You have your priorities wrong. A young man is self harming and depressed. You need to be supportive of him. He needs to feel like he has options, people he can turn to. Obviously the things he has said to your mum aee also completely unacceptable. The phone is so deeply unimportant in comparison I can't believe that's what you're focusing on?!

You are the one who has got it wrong.

Depression is not an excuse.

Yes, he needs help for his depression but the situation with being violent and breaking things is not 'deeply unimportant'

ohoneohtwo · 18/06/2020 11:31

Don't focus on the phone; that's not what's important here.

In context...

Later in the evening he flew off the handle at her, saying he wanted to kill her (he wouldn't) and himself, throwing everything on the floor (pillows etc) and unfortunately he also threw her phone which this morning is very cracked and the screen is completely black, you can hear the phone but the screen is black.
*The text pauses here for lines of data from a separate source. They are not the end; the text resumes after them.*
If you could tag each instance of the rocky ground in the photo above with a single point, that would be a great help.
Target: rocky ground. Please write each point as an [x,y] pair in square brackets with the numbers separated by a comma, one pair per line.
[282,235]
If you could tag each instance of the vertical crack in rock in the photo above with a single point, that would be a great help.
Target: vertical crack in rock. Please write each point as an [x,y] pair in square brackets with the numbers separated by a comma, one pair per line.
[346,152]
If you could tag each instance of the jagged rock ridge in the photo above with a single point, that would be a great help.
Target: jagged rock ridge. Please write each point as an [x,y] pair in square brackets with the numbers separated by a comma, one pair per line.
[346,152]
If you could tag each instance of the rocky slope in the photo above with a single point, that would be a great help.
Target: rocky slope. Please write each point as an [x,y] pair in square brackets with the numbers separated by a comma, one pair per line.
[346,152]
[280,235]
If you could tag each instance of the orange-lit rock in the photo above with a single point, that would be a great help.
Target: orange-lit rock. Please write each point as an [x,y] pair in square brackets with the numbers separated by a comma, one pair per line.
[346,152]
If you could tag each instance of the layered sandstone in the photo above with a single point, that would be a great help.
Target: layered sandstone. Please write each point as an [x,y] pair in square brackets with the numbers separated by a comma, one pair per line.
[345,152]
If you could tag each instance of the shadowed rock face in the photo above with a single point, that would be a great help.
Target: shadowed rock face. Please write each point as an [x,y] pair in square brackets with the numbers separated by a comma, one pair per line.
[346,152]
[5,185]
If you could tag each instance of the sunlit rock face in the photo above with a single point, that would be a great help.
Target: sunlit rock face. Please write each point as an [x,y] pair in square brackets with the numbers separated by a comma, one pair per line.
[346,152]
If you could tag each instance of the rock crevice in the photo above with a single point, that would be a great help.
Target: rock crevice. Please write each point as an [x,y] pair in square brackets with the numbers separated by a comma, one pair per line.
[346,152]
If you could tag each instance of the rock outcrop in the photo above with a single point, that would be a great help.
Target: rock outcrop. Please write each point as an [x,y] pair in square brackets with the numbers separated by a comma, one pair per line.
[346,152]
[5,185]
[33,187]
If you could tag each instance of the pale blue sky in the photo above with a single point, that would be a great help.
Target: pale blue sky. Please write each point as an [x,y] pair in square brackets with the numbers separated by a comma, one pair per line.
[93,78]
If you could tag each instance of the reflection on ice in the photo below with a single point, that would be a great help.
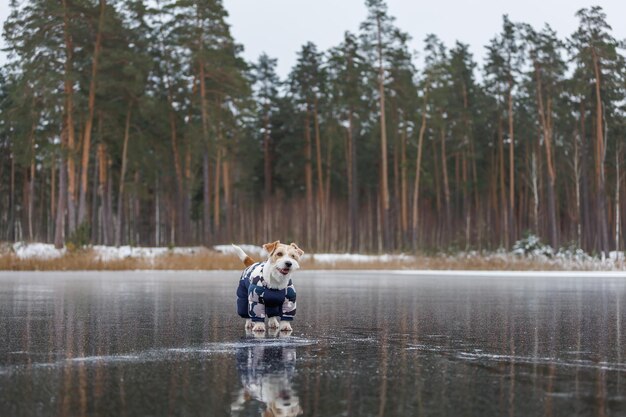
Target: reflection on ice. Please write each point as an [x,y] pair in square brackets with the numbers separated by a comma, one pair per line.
[379,344]
[266,370]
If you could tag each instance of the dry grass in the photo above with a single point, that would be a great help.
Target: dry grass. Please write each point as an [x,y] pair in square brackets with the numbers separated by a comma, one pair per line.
[209,260]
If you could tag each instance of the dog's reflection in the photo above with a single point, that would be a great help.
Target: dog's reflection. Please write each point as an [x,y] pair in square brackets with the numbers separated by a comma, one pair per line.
[266,371]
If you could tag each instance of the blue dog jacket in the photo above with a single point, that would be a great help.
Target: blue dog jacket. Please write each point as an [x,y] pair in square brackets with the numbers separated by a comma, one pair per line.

Yes, it really is important. That is abusive behaviour and has no place.

MandosHatHair · 18/06/2020 11:31

That’s not depression, it’s abuse.

This! Just because it's between a mother and son, doesn't make it any less serious than other DV situations. What would PP's responses be if it was a husband smashing the wife's phone? Let your mum know that if she ever needs your help and support, you are there for her.